The mighty Gwalior Fort was built in the 15th century by Raja Mansingh Tomar on a hilltop that overlooks the city. It is build on a hill of sandstone and towers 100 m from the plain. The outer wall of the fort is almost 2 miles in length and the width varies from one kms to 200 meters. The walls of the fort gives way onto the steep slopes. This fort has been a witness to many battles in the turbulent times as well as as festivals in the peace time.
The fort can be accessed by a winding path which takes you up hill and is flanked by statues of Jain Tirthankars carved into the rock faces. Within its walls this citadel treasures numerous marvels of medieval architecture-- palaces, temples and other structures many of which are in ruins but some are in excellent shape. The fort has changed hands from the Tomars to the Mughals to the Marathas to the British.

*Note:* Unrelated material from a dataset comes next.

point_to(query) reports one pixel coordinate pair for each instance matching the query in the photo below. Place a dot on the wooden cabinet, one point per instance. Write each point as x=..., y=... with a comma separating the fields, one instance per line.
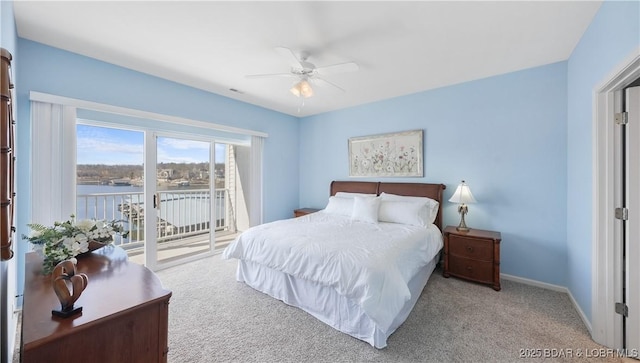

Within the fort are some marvels of medieval architecture. The 15th century “Gujari Mahal” is a monument to the love of Raja Mansingh Tomar for his intrepid Gujar Queen, Mrignayani. The outer structure of Gujari Mahal has survived in an almost total state of preservation; the interior has been converted into Archaeological Museum housing rare antiquities,some of them dating back to the 1st century A.D. Even though many of these have been defaced by the iconoclastic Mughals , their perfection of form has survived the ravages of time. Particularly worth seeing is the statue of Shalbhanjika from Gyraspur, the tree goddess, the epitome of perfection in miniature . The statue is kept in the custody of the museum's curator, and can be seen on request.
The fort’s most eminent palaces are the amazingly ornate Man Singh Palace, built by Man Singh in the 15th century. Then there's the Jauhar Kund, which marks the spot where the women of the harem burnt themselves to death after the defeat of the king of Gwalior in 1232.The 9th century Teli Ka Mandir, towering a 1000 ft high, is a Pratihara Vishnu temple of a unique blending of architectural styles. Also dedicated to Vishnu is the graceful Sas-Bahu Ka Mandir, built in the 11th century.